Gegar Budaya Amartya
Saya sudah memperkirakan dan mempersiapkan psikologis saya sebelum tiba di Indonesia. Saya juga sudah bilang ke istri dan kedua anak saya bahwa proses transisi ini tidak mudah. Pasti sedikit bumpy, bahkan mungkin dengan sedikit turbulensi. Ibarat naik pesawat, masa pindahan seperti sekarang ini adalah masa take off atau landing.
Gegar budaya langsung terasa. Amartya dua kali tanpa sadar meminum segelas air dari keran di wastafel rumah. Ketika bangun tidur, ia langsung mengambil gelas, dan membuka keran. Ia teguk air itu dengan tanpa perasaan berdosa atau penyesalan. Sampai saya jelaskan: di Indonesia, air keran tidak bisa diminum!

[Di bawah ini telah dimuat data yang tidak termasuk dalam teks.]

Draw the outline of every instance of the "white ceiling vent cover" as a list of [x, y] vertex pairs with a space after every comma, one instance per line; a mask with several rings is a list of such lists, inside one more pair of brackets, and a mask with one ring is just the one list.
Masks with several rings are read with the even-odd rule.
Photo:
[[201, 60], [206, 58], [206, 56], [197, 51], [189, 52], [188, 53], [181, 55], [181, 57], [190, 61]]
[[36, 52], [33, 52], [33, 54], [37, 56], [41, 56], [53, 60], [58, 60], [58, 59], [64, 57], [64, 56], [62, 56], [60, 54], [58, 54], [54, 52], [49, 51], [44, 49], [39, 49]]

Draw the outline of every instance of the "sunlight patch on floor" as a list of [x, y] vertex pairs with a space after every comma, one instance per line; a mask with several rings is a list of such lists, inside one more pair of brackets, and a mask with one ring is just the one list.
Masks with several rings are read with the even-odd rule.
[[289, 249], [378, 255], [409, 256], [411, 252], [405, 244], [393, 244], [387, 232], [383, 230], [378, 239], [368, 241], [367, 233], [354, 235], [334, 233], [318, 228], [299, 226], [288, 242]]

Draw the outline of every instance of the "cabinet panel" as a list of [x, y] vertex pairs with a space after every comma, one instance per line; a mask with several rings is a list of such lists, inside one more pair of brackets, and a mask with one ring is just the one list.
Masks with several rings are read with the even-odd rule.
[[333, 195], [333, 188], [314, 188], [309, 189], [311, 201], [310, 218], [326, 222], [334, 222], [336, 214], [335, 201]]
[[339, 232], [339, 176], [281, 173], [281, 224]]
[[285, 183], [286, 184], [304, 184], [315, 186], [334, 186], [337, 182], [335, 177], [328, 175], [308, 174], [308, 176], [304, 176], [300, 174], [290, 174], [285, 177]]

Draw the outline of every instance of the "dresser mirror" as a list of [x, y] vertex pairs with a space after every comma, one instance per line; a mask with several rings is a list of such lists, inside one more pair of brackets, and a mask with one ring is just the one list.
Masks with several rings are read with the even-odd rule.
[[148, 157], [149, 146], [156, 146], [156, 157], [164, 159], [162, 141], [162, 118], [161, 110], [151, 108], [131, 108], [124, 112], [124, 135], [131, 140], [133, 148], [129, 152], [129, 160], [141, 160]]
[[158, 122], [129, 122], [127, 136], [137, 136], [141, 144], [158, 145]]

“Why not, Ayah?” jawabnya polos.
“It is strange that we cannot drink tap water!” Sergah Amartya yang masih tidak percaya. Ia selalu ngotot kalau merasa benar.
Terus saya jelaskan bedanya tap water di LA dengan di Pamulang. Setelah itu ia faham dan menerima penjelasan saya.
Tapi mungkin karena sudah terbiasa, keesokan harinya, di pagi hari, ia mengulanginya lagi. Namun kali ini ia hanya baru meneguk setengah gelas sebelum kemudian ia semburkan air di mulutnya. Saya yang duduk di depan teve hanya terkekeh.
***
Shock culture lain terjadi ketika Amartya mulai persiapan sekolah.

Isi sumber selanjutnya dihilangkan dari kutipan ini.